Enjoying the Moments
While Pederson stressed that 100 percent of the credit goes to Lincicome for their results, her support certainly has helped bring success. That success was on display in 2015 at ANA Inspiration. Just the year before, Lincicome and Pederson had grinded just to qualify for the weekend portion of the major tournament before tying for 59th place. Fast forward a year later, and cue another “What the heck am I doing here?” moment for Pederson: A victory leap landed her alongside Lincicome in Poppie’s Pond at Mission Hills Country Club after Lincicome won in a playoff – an annual tradition for the tournament champion and her caddie. That season cemented Lincicome as one of the great American players in modern women’s golf.
“Those times are why I love what I do: It’s up and down and it’s hard, but it’s so rewarding,” Pederson said. “You watch somebody fight through that and get through their low points and find some sort of strength in themselves.” Pederson cited getting to caddie in the 2015 Solheim Cup, the same event that drew her to golf, as another favorite moment of her career – but there are almost too many others to count: She meets heads of state, learns different cultures, and experiences foods and places that locals recommend. But the hectic schedule is the norm for Pederson, and every bit of it adds to her growth as a person.

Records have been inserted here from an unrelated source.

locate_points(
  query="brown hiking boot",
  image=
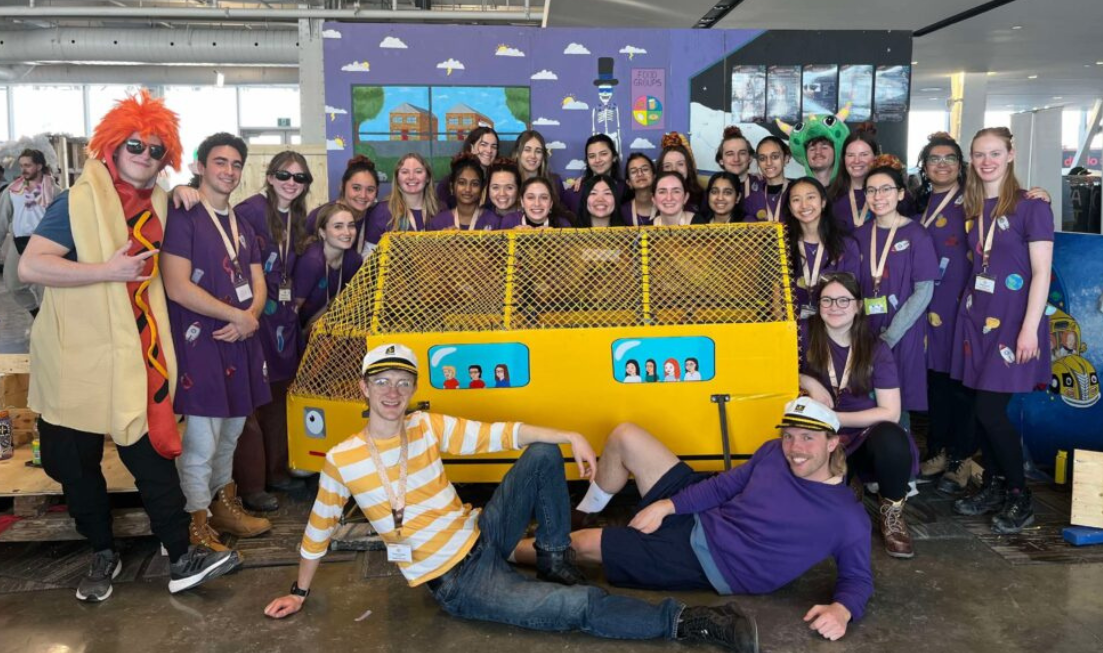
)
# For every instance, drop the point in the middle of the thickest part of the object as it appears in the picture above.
(228, 516)
(202, 534)
(895, 530)
(934, 466)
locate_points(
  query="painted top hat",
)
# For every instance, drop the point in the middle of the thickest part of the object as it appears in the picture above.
(606, 72)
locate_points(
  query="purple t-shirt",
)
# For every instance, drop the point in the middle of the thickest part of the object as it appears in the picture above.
(910, 259)
(766, 527)
(988, 323)
(317, 284)
(279, 324)
(215, 378)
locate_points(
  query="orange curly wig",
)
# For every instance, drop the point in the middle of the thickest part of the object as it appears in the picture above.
(143, 114)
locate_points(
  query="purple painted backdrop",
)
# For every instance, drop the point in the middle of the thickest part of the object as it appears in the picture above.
(559, 65)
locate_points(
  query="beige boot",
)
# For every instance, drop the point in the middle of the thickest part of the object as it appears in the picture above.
(228, 516)
(202, 534)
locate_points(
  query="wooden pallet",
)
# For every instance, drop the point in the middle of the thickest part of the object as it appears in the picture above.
(33, 493)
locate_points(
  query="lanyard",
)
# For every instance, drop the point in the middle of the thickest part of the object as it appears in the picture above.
(877, 266)
(285, 249)
(773, 215)
(986, 253)
(635, 214)
(811, 278)
(929, 217)
(474, 220)
(232, 246)
(838, 387)
(859, 218)
(397, 501)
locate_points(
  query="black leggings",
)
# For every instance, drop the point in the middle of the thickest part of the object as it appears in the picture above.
(886, 453)
(999, 441)
(951, 414)
(73, 459)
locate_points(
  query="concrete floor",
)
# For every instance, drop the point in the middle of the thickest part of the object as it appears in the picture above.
(956, 595)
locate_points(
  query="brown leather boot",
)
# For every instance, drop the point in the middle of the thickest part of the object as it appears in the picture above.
(202, 534)
(228, 516)
(895, 530)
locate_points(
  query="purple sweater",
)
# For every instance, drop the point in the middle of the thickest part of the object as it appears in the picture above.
(766, 527)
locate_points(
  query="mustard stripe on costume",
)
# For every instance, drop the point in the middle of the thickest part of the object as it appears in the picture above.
(438, 527)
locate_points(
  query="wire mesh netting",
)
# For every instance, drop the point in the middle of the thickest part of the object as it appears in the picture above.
(516, 280)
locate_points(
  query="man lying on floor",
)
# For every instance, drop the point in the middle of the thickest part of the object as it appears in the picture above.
(751, 530)
(393, 468)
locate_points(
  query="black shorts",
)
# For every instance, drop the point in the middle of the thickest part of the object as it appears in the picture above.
(663, 559)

“That [desire to keep growing] is something I learned at St. Thomas, which was probably lost on me at my time there. But there was always an initiative here to grow as a human being, which I’ve carried with me,” Pederson said. “Now at 35 when I look back at what I experienced at St. Thomas and how it has contributed to my desire to learn, to grow, to be part of other cultures, [to see] different ways of approaching situations and problem-solving, it’s something that’s invaluable.”
It’s hard to guess how many more “How the heck did I get here?” moments still await Pederson. Someday she hopes to help athletes as a personal trainer, but for now there’s another plane to catch. Another course to take notes on. Another yardage to gauge and club to recommend. Another tournament to win.
Such is life for Missy Pederson, and she wouldn’t have it any other way.